Gregory Gorbett/Eastern Kentucky University
Also see the related article, "Seven Myths About Arson."
On a rainy spring morning in eastern Kentucky, Greg Gorbett prepares to commit arson. His target is a tidy but cheerless one-bedroom apartment with the kind of mauve-colored carpet, couches, tables, and lamps you would find in a cheap motel. Gorbett is not the only one eager to see the place burn. A handful of other fire scientists and grad students from Eastern Kentucky University (EKU) are checking equipment in the test room as well. They have gathered at the EKU fire lab, a concrete structure in an open meadow as close to nowhere as possible, to document in exacting detail the life cycle of a blaze.
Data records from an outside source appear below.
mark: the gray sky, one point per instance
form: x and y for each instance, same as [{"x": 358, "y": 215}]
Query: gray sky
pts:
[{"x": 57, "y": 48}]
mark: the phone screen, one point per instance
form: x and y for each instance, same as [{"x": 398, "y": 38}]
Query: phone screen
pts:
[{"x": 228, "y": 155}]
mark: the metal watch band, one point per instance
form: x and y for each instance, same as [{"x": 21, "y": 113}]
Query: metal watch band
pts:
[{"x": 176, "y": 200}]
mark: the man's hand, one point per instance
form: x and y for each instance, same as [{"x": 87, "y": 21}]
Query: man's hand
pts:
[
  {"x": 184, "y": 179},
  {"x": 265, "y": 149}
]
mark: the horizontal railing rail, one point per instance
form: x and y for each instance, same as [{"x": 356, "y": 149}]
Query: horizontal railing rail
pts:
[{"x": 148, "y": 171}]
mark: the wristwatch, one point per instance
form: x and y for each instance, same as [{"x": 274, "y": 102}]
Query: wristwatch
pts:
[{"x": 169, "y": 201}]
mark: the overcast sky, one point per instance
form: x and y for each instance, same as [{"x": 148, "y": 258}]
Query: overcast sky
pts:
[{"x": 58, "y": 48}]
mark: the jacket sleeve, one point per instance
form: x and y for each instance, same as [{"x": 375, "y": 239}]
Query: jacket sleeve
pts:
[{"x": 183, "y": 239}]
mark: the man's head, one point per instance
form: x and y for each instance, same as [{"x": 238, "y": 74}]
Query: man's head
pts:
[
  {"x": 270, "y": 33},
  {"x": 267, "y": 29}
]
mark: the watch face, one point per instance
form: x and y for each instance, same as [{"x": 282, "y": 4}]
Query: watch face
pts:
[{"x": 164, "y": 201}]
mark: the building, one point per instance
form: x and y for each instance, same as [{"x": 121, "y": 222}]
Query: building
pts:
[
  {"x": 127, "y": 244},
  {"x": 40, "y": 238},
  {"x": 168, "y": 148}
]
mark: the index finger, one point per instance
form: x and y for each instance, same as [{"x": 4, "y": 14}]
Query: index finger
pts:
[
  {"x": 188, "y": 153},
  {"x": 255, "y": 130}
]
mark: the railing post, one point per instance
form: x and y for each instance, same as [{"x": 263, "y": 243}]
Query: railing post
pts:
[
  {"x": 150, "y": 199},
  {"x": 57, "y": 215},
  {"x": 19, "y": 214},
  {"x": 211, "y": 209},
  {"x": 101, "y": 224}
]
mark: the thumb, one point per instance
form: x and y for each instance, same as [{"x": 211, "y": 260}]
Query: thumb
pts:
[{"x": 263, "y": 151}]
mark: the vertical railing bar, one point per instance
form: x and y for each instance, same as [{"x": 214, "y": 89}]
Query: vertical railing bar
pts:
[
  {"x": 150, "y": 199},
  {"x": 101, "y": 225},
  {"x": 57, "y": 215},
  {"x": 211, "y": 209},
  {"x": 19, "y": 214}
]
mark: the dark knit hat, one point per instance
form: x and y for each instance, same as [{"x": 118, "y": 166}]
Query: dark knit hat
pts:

Gorbett scans the setup one last time. A foil-covered wire studded with metal probes—a thermocouple array—crosses the ceiling and hangs down the center of the space; it will measure the temperature at one-foot intervals every two seconds. A radiometer shaped like a soup can will detect changes in radiant energy. Bundles of yellow wires will carry the data to a computer-equipped truck sitting out back. There is also a man lying on the floor: James Pharr, a former fire investigator from Charlotte, North Carolina, wearing a fire-resistant suit and oxygen mask, who will record the event with a thermal-???imaging camera.